9. It appears that both Dr. James Dobson and the James Dobson Family Institute are among the evangelical members of the MAGA crowd, and thus they would also be among those that she had condemned in 2015 and 2016 because they could not be trusted and they did not care about either facts or logic.
https://edition.cnn.com/2020/11/18/politics/kfile-jenna-ellis-2016-trump-comments/index.html
10. Her employment by Colorado Christian University and the James Dobson Family Institute helps explains why she had so little experience actually working as attorney or handing any pertinent kinds of cases.
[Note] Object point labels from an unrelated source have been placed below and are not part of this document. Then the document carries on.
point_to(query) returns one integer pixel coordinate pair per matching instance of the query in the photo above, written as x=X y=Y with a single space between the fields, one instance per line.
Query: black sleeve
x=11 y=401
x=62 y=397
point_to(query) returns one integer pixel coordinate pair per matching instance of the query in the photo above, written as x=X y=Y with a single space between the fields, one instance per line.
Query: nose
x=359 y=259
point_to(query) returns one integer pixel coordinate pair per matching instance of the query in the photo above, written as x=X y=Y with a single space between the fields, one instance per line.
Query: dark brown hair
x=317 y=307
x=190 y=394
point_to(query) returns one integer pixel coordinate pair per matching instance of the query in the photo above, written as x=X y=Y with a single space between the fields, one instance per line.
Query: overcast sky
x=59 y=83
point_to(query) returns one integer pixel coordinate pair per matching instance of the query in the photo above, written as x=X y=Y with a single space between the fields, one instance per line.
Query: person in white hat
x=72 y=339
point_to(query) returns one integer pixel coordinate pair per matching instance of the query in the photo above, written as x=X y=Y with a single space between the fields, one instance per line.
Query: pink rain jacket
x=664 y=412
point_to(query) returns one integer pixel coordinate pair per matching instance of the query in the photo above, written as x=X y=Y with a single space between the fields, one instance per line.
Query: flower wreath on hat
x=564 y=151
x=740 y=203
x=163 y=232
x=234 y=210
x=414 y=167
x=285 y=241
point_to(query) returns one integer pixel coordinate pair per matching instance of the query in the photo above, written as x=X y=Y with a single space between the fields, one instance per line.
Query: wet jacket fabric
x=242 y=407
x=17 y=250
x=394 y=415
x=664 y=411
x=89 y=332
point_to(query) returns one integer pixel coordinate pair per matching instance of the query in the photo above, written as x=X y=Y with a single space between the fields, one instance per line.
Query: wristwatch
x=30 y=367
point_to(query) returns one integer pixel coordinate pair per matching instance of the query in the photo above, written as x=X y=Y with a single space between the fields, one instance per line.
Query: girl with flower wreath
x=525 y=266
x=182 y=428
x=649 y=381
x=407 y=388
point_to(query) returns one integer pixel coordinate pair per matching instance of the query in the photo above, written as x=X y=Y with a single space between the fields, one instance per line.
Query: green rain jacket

11. When she was subpoenaed in January 2022 and called to testify before the House Select Committee on the January 6 Attack, she pled the Fifth Amendment privilege against self-incrimination, which is regarded by members of the MAGA crowd, their leaders, and their idols to be the equivalent of pleading guilty. Indeed she did effectively enter a plea of guilty when she subsequently admitted in her written stipulation and agreement that her spreading of falsehoods about the 2020 presidential election was misconduct for which she should be disciplined.
12. She further demonstrated the extent of her “passion for Christ” and the kind of Christianity she had learned from Cedarville University, Colorado Christian University, and the James Dobson Family Institute by mocking 81-year-old Mitch McConnell with a video of a tortoise tumbling down a set of stairs that she posted on Twitter when he had suffered a concussion and was required to remain in the hospital because he had tripped and fell at a private dinner at a Washington DC hotel. Indeed, she had similarly mocked an 82-year-old Paul Pelosi when he had his skull fractured by a hammer.
She was never a good attorney or a good Christian. Instead, she would choose to spread falsehoods and mock old men because they had been seriously injured whenever that served her purposes. Thus, she was much like the members of the MAGA crowd she had condemned because they could not be trusted and they did not care about either facts or logic.